Nia Imara is an American astrophysicist, artist, and activist. Imara's scientific work deals with galactic mass, star formation, and exoplanet detection. Imara was the first African-American woman to earn a PhD in astrophysics at the University of California, Berkeley and was the inaugural postdoctoral fellow in the Future Faculty Leaders program at Harvard University. In 2020, Imara joined the University of California, Santa Cruz as an assistant professor in the Department of Astronomy. Her recent work includes 3D-printing models to aid visualization of molecular clouds.

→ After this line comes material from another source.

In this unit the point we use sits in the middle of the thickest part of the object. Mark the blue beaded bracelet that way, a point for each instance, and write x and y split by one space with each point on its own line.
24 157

== Early life and education ==
Imara was born in East Oakland, Oakland, California and grew up in the San Francisco Bay Area. She received her bachelor's degree from Kenyon College in 2003, majoring in mathematics and physics. While at Kenyon College, she competed on the college's swim team. She moved to the University of California, Berkeley for her postgraduate studies, and in 2010 she became the first African-American woman to earn a PhD in astrophysics at University of California, Berkeley. Her dissertation was on The Formation and Evolution of Giant Molecular Clouds and was supervised by Leo Blitz.

==Career==
From 2014 to 2017, Imara was the inaugural postdoctoral fellow in the Future Faculty Leaders program at Harvard University. Her postdoctoral research focused on giant molecular clouds, the birth sites of stars, and the properties and cosmological effects of galactic and intergalactic dust. She used the world's largest fully steerable radio telescope, the Robert C. Byrd Green Bank Telescope, to conduct her research.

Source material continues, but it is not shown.